The sector shrunk by 10% in five consecutive quarters, a building statistics report by Simonis Storm has shown.
The decline is attributed to low activities by local construction companies, the majority of whom had to diversify business models as pipeline work remains subdued. This consequently affected profit margin, which is under pressure as smaller-scale projects take precedence in the absence of the large-scale ones.
“In addition, competition remains fierce, where local construction companies compete against foreign companies more intensely in public tenders. This has led small and medium-sized enterprises (SMEs) in the construction sector to close down all together,” read part of the report.
Simonis Storm warned that growth in the construction sector is likely to remain weak until the much-touted government’s green hydrogen project commences.
The report added that the only way to avert and improve the situation is if municipalities increase the supply of serviced land.
“Things may as well improve if we reach a point where public finances improve and allow fiscal space for the government to restart certain construction projects,” the report further reads.
The research firm, however, cautioned that if the government does not respond to private sector requests for a regulatory body in the construction sector, the future will remain bleak for as long as these challenges remain unresolved.
The report also established that “higher interest rates and a double-digit increase in building material prices are expected to delay the commencement of construction of buildings for which plans are currently being approved”.
In terms of building plans, the City of Windhoek approved 121 building plans during December 2022, compared to 204 in the prior month, translating into a decline of 10%.
This includes 83 plans for new residential additions, 24 for new residential properties, 11 for walls, and three for new commercial buildings. Meanwhile, building completions remained somewhat flat in 2H 2022. During December 2022, 81 building completions took place, compared to 89 completions in the prior month and 67 in December 2021.

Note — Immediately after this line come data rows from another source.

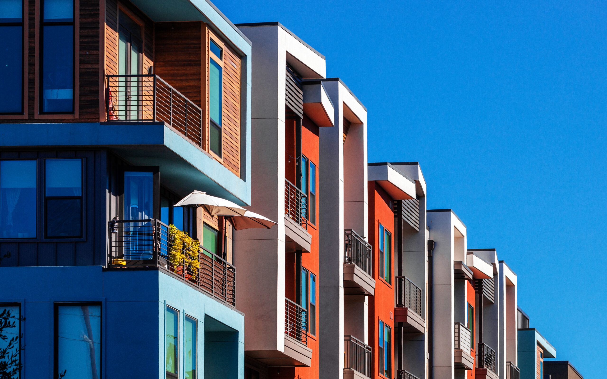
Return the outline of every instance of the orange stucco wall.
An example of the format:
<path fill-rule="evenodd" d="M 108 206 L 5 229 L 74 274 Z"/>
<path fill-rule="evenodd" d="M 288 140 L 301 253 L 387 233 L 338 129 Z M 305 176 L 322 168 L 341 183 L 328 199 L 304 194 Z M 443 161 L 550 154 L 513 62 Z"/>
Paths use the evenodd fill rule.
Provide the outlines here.
<path fill-rule="evenodd" d="M 372 377 L 385 378 L 379 372 L 379 357 L 378 355 L 378 333 L 379 321 L 388 324 L 392 329 L 390 336 L 392 351 L 390 352 L 392 377 L 395 377 L 394 362 L 394 212 L 392 210 L 393 200 L 386 192 L 378 186 L 375 181 L 368 183 L 368 238 L 373 246 L 373 273 L 375 280 L 375 295 L 369 297 L 369 345 L 373 351 Z M 383 278 L 379 277 L 379 224 L 381 223 L 392 234 L 392 263 L 391 280 L 387 283 Z"/>

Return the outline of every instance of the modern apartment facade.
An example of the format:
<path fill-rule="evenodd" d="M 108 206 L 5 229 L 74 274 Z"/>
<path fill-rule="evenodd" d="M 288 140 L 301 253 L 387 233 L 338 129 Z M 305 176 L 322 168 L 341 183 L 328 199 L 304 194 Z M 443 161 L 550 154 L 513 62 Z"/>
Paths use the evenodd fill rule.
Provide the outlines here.
<path fill-rule="evenodd" d="M 27 320 L 20 377 L 243 377 L 231 228 L 173 204 L 250 204 L 251 44 L 196 4 L 0 7 L 0 306 Z"/>

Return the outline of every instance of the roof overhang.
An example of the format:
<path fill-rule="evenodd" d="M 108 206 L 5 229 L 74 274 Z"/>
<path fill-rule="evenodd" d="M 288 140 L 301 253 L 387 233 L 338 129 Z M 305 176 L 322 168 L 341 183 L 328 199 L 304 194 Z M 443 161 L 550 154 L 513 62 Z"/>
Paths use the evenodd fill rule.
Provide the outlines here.
<path fill-rule="evenodd" d="M 319 127 L 333 126 L 335 109 L 322 83 L 304 82 L 304 113 Z"/>
<path fill-rule="evenodd" d="M 375 181 L 395 200 L 415 198 L 415 182 L 390 163 L 370 163 L 367 179 Z"/>

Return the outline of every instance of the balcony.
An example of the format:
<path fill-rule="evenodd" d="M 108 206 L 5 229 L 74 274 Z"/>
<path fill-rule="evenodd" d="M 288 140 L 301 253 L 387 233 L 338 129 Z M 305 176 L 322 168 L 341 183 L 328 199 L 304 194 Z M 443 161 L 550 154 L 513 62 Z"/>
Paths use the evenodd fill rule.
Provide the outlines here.
<path fill-rule="evenodd" d="M 344 379 L 371 377 L 371 346 L 351 335 L 344 336 Z"/>
<path fill-rule="evenodd" d="M 344 294 L 373 296 L 371 245 L 352 229 L 344 232 Z"/>
<path fill-rule="evenodd" d="M 288 180 L 285 179 L 285 233 L 287 249 L 309 252 L 312 236 L 308 230 L 308 197 Z"/>
<path fill-rule="evenodd" d="M 404 333 L 423 333 L 426 330 L 421 288 L 405 277 L 396 277 L 396 307 L 394 322 L 402 323 Z"/>
<path fill-rule="evenodd" d="M 183 250 L 183 255 L 191 257 L 191 261 L 186 263 L 176 253 L 169 226 L 160 220 L 112 221 L 109 244 L 108 269 L 161 270 L 232 306 L 235 305 L 234 266 L 202 247 L 193 253 Z"/>
<path fill-rule="evenodd" d="M 497 363 L 495 350 L 486 343 L 479 343 L 476 350 L 476 376 L 498 379 Z"/>
<path fill-rule="evenodd" d="M 506 363 L 506 379 L 520 379 L 521 371 L 512 362 Z"/>
<path fill-rule="evenodd" d="M 202 110 L 158 75 L 107 75 L 108 123 L 160 122 L 205 149 Z"/>
<path fill-rule="evenodd" d="M 396 370 L 396 379 L 419 379 L 407 370 Z"/>
<path fill-rule="evenodd" d="M 461 323 L 455 323 L 454 331 L 455 348 L 453 363 L 456 369 L 472 370 L 474 368 L 474 357 L 472 350 L 472 332 Z"/>

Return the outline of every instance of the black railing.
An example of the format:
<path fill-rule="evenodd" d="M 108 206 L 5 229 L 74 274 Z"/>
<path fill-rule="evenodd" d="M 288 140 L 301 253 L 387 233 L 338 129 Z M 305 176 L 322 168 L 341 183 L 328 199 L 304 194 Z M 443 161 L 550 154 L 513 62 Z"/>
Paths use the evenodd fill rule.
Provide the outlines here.
<path fill-rule="evenodd" d="M 308 311 L 285 298 L 285 334 L 308 344 Z"/>
<path fill-rule="evenodd" d="M 421 289 L 405 277 L 396 277 L 396 307 L 409 308 L 423 317 Z"/>
<path fill-rule="evenodd" d="M 107 122 L 163 121 L 202 148 L 202 110 L 158 75 L 107 75 Z"/>
<path fill-rule="evenodd" d="M 544 375 L 545 376 L 545 375 Z M 521 371 L 512 362 L 506 363 L 506 379 L 520 379 Z"/>
<path fill-rule="evenodd" d="M 344 368 L 371 377 L 371 346 L 351 335 L 344 336 Z"/>
<path fill-rule="evenodd" d="M 308 196 L 285 179 L 285 215 L 308 230 Z"/>
<path fill-rule="evenodd" d="M 407 370 L 396 370 L 396 379 L 419 379 Z"/>
<path fill-rule="evenodd" d="M 371 245 L 352 229 L 345 229 L 344 232 L 344 261 L 356 264 L 370 276 L 373 276 Z"/>
<path fill-rule="evenodd" d="M 169 226 L 159 220 L 110 221 L 107 268 L 161 269 L 232 306 L 236 304 L 234 266 L 202 247 L 193 253 L 183 252 L 190 257 L 188 263 L 171 252 L 172 246 Z"/>
<path fill-rule="evenodd" d="M 483 342 L 479 343 L 478 350 L 476 350 L 476 366 L 479 368 L 487 369 L 494 374 L 497 374 L 495 366 L 497 361 L 495 350 Z"/>

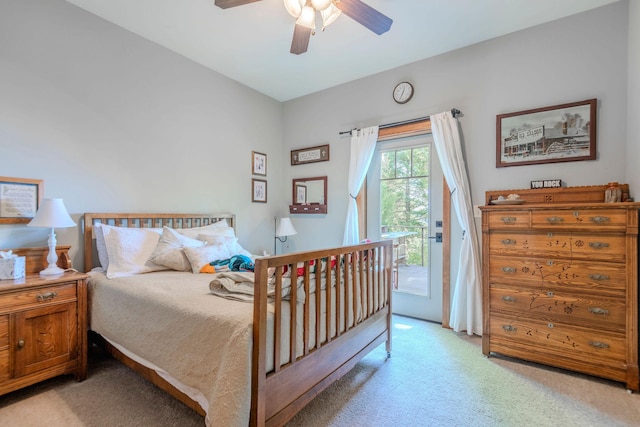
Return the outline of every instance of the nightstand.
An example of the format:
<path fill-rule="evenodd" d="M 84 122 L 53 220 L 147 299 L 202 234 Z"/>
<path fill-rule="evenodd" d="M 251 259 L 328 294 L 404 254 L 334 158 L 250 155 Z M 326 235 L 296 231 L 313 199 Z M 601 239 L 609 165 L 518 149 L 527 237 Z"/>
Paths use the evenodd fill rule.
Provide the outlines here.
<path fill-rule="evenodd" d="M 87 376 L 87 278 L 0 280 L 0 395 L 58 375 Z"/>

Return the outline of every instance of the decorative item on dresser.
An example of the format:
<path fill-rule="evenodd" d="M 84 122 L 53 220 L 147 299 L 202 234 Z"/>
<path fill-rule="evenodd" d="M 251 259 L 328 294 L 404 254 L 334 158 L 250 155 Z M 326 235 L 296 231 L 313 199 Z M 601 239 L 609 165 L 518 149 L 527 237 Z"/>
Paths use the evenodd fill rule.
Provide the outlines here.
<path fill-rule="evenodd" d="M 68 246 L 57 247 L 69 269 Z M 13 249 L 26 256 L 26 277 L 0 281 L 0 395 L 62 374 L 87 376 L 88 275 L 40 276 L 48 248 Z"/>
<path fill-rule="evenodd" d="M 525 203 L 480 207 L 482 351 L 638 391 L 640 203 L 604 203 L 605 188 L 487 192 Z M 550 190 L 560 202 L 537 201 Z"/>

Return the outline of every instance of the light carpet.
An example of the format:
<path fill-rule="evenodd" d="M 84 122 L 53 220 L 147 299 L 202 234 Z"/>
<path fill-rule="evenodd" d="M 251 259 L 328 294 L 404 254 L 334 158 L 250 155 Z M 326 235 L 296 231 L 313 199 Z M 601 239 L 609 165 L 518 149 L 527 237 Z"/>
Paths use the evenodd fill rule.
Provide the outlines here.
<path fill-rule="evenodd" d="M 318 395 L 289 426 L 636 426 L 640 395 L 623 384 L 509 358 L 481 339 L 394 316 L 384 345 Z M 203 417 L 101 352 L 89 377 L 0 397 L 12 426 L 202 426 Z"/>

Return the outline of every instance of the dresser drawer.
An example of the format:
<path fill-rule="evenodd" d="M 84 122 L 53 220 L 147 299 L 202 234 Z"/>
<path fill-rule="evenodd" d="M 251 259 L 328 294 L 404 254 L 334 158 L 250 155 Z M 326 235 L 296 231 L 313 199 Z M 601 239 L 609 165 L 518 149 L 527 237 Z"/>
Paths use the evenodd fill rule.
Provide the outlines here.
<path fill-rule="evenodd" d="M 489 282 L 543 289 L 567 288 L 624 297 L 624 265 L 587 260 L 492 256 Z"/>
<path fill-rule="evenodd" d="M 30 288 L 0 295 L 0 307 L 4 311 L 21 310 L 51 302 L 73 301 L 76 299 L 76 294 L 76 282 Z"/>
<path fill-rule="evenodd" d="M 531 215 L 529 211 L 488 212 L 490 229 L 528 229 Z"/>
<path fill-rule="evenodd" d="M 624 331 L 626 305 L 621 296 L 606 298 L 572 290 L 526 289 L 492 286 L 491 312 L 562 322 L 614 332 Z"/>
<path fill-rule="evenodd" d="M 534 210 L 531 226 L 550 229 L 625 230 L 626 210 L 621 209 L 566 209 Z"/>
<path fill-rule="evenodd" d="M 623 234 L 581 234 L 568 232 L 506 233 L 489 235 L 490 255 L 585 259 L 624 262 Z"/>
<path fill-rule="evenodd" d="M 510 355 L 508 347 L 526 346 L 532 353 L 542 351 L 549 361 L 572 358 L 590 364 L 622 368 L 626 359 L 625 334 L 599 329 L 546 322 L 521 316 L 493 313 L 490 320 L 491 344 L 502 343 L 500 350 Z M 490 344 L 490 345 L 491 345 Z M 535 349 L 534 349 L 535 348 Z M 540 360 L 541 363 L 549 361 Z"/>
<path fill-rule="evenodd" d="M 0 380 L 9 378 L 9 316 L 0 316 Z"/>

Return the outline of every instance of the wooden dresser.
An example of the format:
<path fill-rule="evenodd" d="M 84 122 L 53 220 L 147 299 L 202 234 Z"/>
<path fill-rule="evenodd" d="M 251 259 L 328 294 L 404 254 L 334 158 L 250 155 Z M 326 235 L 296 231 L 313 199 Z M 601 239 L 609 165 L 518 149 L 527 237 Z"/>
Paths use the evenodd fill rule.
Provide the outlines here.
<path fill-rule="evenodd" d="M 526 202 L 481 210 L 483 353 L 638 391 L 640 203 Z"/>
<path fill-rule="evenodd" d="M 69 268 L 67 248 L 58 266 Z M 43 278 L 48 248 L 17 249 L 27 276 L 0 280 L 0 395 L 62 374 L 87 375 L 87 274 Z"/>

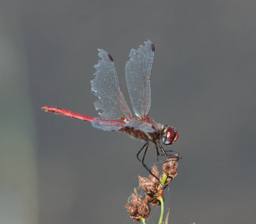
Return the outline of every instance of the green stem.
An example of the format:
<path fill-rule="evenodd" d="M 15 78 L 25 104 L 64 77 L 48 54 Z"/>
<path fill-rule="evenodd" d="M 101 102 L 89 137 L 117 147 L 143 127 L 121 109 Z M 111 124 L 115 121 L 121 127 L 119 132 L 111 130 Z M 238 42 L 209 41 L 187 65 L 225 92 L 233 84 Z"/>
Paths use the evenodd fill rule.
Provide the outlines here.
<path fill-rule="evenodd" d="M 160 197 L 158 199 L 161 202 L 161 215 L 159 218 L 159 222 L 158 223 L 161 224 L 163 222 L 163 218 L 164 217 L 164 198 Z"/>
<path fill-rule="evenodd" d="M 164 175 L 163 176 L 162 181 L 161 182 L 161 184 L 162 186 L 164 186 L 165 184 L 165 181 L 166 181 L 168 176 L 166 174 L 164 173 Z"/>

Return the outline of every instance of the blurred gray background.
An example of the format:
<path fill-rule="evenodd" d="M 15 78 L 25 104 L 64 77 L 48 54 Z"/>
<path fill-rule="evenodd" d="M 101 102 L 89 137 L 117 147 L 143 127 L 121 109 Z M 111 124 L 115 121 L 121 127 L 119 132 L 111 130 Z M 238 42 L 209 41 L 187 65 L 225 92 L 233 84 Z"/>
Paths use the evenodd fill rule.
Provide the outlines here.
<path fill-rule="evenodd" d="M 170 223 L 255 223 L 255 1 L 0 1 L 0 223 L 132 223 L 143 143 L 41 110 L 97 116 L 97 49 L 156 46 L 150 117 L 178 129 Z M 166 147 L 166 149 L 169 148 Z M 151 146 L 146 158 L 154 163 Z M 159 209 L 148 223 L 157 223 Z"/>

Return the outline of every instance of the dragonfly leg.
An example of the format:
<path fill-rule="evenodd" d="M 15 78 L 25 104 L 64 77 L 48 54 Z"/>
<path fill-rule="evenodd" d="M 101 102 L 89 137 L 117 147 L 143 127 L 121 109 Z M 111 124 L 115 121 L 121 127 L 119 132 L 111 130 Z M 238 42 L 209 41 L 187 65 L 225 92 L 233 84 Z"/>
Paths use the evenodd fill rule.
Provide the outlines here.
<path fill-rule="evenodd" d="M 160 156 L 160 154 L 158 150 L 157 144 L 156 142 L 154 142 L 154 144 L 155 144 L 155 150 L 156 150 L 156 161 L 159 161 L 158 156 Z"/>
<path fill-rule="evenodd" d="M 164 148 L 163 147 L 162 145 L 161 144 L 160 140 L 158 140 L 157 143 L 159 145 L 161 151 L 163 153 L 163 154 L 161 154 L 161 156 L 168 156 L 168 157 L 174 157 L 177 159 L 181 159 L 181 157 L 175 156 L 175 154 L 168 154 L 166 153 L 174 153 L 174 154 L 177 154 L 178 153 L 177 153 L 175 151 L 172 150 L 172 149 L 164 150 Z"/>
<path fill-rule="evenodd" d="M 149 142 L 146 142 L 146 143 L 144 144 L 144 146 L 142 147 L 142 148 L 140 149 L 140 151 L 138 152 L 138 153 L 137 153 L 137 154 L 136 154 L 136 158 L 137 158 L 138 160 L 139 160 L 139 161 L 140 161 L 140 163 L 141 163 L 141 164 L 142 165 L 142 166 L 143 166 L 147 170 L 148 170 L 148 171 L 149 172 L 149 173 L 150 173 L 151 175 L 154 175 L 157 180 L 159 180 L 159 179 L 157 176 L 156 176 L 154 174 L 153 174 L 152 173 L 150 169 L 144 163 L 145 156 L 146 155 L 147 151 L 148 150 L 148 145 L 149 145 Z M 142 151 L 142 150 L 143 150 L 145 147 L 145 150 L 144 150 L 143 155 L 143 156 L 142 156 L 141 160 L 140 160 L 140 158 L 139 158 L 139 155 L 140 155 L 140 153 Z"/>

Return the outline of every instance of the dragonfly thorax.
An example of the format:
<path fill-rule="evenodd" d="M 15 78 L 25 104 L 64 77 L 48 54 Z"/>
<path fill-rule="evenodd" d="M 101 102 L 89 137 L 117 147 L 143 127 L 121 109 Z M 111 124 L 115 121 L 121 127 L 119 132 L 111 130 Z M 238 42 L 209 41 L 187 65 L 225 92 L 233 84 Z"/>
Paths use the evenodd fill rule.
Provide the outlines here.
<path fill-rule="evenodd" d="M 179 138 L 178 131 L 170 126 L 165 126 L 163 130 L 161 140 L 164 145 L 172 145 Z"/>

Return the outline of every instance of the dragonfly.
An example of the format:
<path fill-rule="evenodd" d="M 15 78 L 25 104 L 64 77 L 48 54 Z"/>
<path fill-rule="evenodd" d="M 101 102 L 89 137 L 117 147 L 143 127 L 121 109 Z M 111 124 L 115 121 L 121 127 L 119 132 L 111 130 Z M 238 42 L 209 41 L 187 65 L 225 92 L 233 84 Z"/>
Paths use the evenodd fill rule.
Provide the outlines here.
<path fill-rule="evenodd" d="M 94 105 L 95 109 L 100 110 L 100 117 L 90 117 L 56 107 L 43 107 L 42 109 L 90 122 L 93 127 L 104 131 L 125 133 L 145 142 L 136 154 L 136 158 L 154 175 L 144 163 L 150 142 L 154 144 L 158 161 L 159 156 L 170 157 L 169 152 L 174 152 L 164 150 L 161 142 L 164 145 L 172 145 L 179 138 L 175 128 L 157 123 L 148 116 L 151 106 L 150 75 L 155 47 L 150 40 L 148 40 L 144 45 L 140 45 L 138 50 L 132 49 L 125 64 L 125 79 L 134 114 L 121 91 L 113 57 L 102 49 L 98 50 L 100 59 L 94 66 L 96 71 L 91 85 L 93 93 L 99 98 Z M 142 157 L 140 158 L 143 149 Z M 173 158 L 173 155 L 172 157 Z"/>

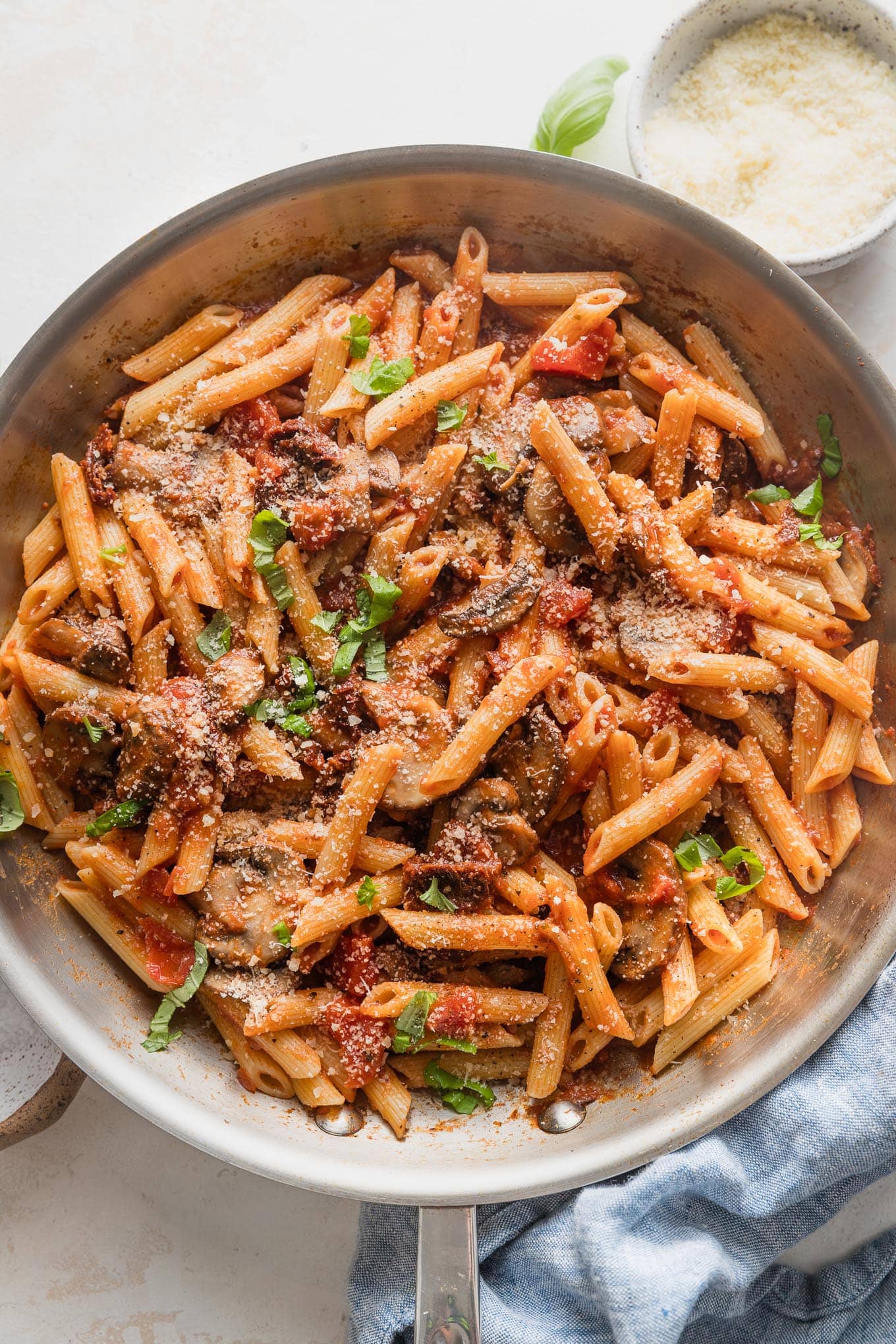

In contrast, the Swakopmund Municipality approved 70 building plans during December 2022 compared to 63 in November and 96 in December 2021. The value of these plans is estimated at N$53.8 million in comparison to N$77.6 million in the prior month. In terms of completed buildings, there was a marginal increase of 1% from November.
“Completions were focused on the residential segment of the market, with 27 completions being recorded for new residential properties, 11 for residential additions, 7 for industrial buildings and 1 each for new flats and commercial buildings,” reflects the report.